ATI RN
ATI RN Custom Exams Set 1
1. The nurse is preparing a postoperative nursing care plan for the client recovering from a hemorrhoidectomy. Which intervention should the nurse implement?
- A. Establish a rapport with the client to decrease embarrassment during site assessment
- B. Encourage the client to lie in the lithotomy position twice a day
- C. Milk the tube inserted during surgery to facilitate the passage of flatus
- D. Digitally dilate the rectal sphincter to express old blood
Correct answer: A
Rationale: Establishing rapport with the client is crucial in postoperative care to create a trusting relationship, reduce embarrassment, and enhance comfort during assessments. Encouraging the client to lie in the lithotomy position is not recommended after a hemorrhoidectomy as it can be uncomfortable and may disrupt wound healing. Milking the tube inserted during surgery is not a standard practice and could lead to complications. Digitally dilating the rectal sphincter is not indicated post-hemorrhoidectomy and can cause harm to the client.
2. The nurse administers 2 units of salt-poor albumin to a client with portal hypertension and ascites. The nurse explains to the client that this is administered to:
- A. Provide nutrients
- B. Increase protein stores
- C. Elevate the circulating blood volume
- D. Divert blood flow away from the liver temporarily
Correct answer: C
Rationale: The correct answer is C: Elevate the circulating blood volume. Salt-poor albumin is given to increase the circulating blood volume, which helps reduce ascites by improving fluid distribution within the body. Choices A, B, and D are incorrect because salt-poor albumin is not administered to provide nutrients, increase protein stores, or divert blood flow away from the liver.
3. When assessing the integumentary system of a client with anorexia nervosa, which finding would support the diagnosis?
- A. Preoccupation with calories
- B. Thick body hair
- C. Sore tongue
- D. Dry, brittle hair
Correct answer: D
Rationale: Dry, brittle hair is a common sign of malnutrition, often seen in clients with anorexia nervosa. In anorexia nervosa, the body lacks essential nutrients due to severe calorie restriction, leading to dryness and brittleness of the hair. Choices A, B, and C are less likely to directly indicate anorexia nervosa. Preoccupation with calories can be a behavioral symptom, thick body hair is not a typical finding associated with anorexia nervosa, and a sore tongue is more commonly related to nutritional deficiencies like vitamin deficiencies rather than anorexia nervosa.

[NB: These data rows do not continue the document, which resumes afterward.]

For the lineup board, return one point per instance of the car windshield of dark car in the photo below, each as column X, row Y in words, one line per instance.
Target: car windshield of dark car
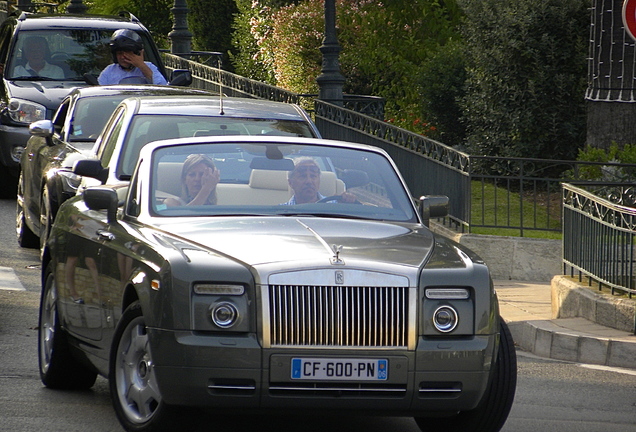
column 59, row 54
column 147, row 128
column 339, row 182
column 91, row 114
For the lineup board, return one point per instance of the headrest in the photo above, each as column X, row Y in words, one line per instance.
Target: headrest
column 268, row 179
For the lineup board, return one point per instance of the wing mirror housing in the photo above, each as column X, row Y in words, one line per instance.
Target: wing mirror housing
column 42, row 128
column 102, row 198
column 433, row 206
column 91, row 168
column 181, row 77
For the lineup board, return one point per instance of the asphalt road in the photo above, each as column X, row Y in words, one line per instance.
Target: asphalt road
column 551, row 396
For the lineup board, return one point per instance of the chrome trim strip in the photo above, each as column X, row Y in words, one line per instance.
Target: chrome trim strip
column 340, row 389
column 231, row 387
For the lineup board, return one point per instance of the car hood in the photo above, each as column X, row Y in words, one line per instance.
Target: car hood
column 47, row 93
column 308, row 241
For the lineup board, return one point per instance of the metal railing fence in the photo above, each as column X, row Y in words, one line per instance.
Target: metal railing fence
column 485, row 192
column 443, row 170
column 599, row 235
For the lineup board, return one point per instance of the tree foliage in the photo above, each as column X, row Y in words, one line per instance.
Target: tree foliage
column 154, row 14
column 383, row 46
column 210, row 22
column 526, row 71
column 496, row 77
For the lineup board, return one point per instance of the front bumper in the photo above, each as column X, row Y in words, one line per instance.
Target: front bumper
column 233, row 372
column 13, row 140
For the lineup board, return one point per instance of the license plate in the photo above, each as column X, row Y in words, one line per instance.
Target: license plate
column 340, row 369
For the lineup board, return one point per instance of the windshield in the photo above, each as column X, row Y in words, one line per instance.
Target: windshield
column 59, row 54
column 147, row 128
column 283, row 179
column 91, row 115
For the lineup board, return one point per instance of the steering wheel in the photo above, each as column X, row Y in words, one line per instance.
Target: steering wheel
column 337, row 198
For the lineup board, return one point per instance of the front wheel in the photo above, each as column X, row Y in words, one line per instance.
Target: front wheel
column 494, row 407
column 26, row 237
column 133, row 382
column 58, row 368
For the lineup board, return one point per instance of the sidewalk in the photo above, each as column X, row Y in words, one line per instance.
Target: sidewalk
column 527, row 308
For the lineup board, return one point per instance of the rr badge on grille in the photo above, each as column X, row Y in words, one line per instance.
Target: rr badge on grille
column 339, row 277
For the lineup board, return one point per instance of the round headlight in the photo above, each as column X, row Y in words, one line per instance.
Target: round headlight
column 445, row 319
column 224, row 314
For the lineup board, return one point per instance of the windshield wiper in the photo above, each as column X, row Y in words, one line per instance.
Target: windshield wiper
column 326, row 215
column 33, row 78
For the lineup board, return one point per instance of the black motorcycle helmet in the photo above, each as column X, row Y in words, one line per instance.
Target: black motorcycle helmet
column 125, row 40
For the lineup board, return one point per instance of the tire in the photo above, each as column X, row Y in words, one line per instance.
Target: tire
column 58, row 368
column 494, row 407
column 26, row 237
column 133, row 383
column 8, row 183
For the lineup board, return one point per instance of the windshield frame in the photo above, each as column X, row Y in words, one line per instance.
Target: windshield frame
column 385, row 195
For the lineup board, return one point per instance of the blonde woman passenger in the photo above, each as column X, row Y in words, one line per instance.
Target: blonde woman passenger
column 199, row 178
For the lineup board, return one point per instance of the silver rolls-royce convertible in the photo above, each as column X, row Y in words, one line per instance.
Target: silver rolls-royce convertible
column 271, row 274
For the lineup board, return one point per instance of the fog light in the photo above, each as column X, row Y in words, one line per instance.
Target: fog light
column 224, row 314
column 445, row 319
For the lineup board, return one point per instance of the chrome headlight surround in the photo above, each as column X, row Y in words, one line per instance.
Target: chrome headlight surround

4. Which situation(s) are classified as natural disasters?
- A. Blizzards
- B. Blizzards, Volcanic eruptions
- C. Volcanic eruptions
- D. Structural collapse
Correct answer: B
Rationale: Blizzards and volcanic eruptions are classified as natural disasters because they are caused by natural forces beyond human control. In contrast, structural collapses are typically a result of man-made factors, making them not classified as natural disasters. Therefore, the correct answer is B.
5. Which of the following grains is acceptable for someone with celiac disease?
- A. Rice
- B. Rye
- C. Wheat
- D. Barley
Correct answer: A
Rationale: The correct answer is A, Rice. Rice is a gluten-free grain and is safe for individuals with celiac disease. Rye, wheat, and barley contain gluten, which can trigger adverse reactions in individuals with celiac disease. Therefore, choices B, C, and D are incorrect for someone with this condition.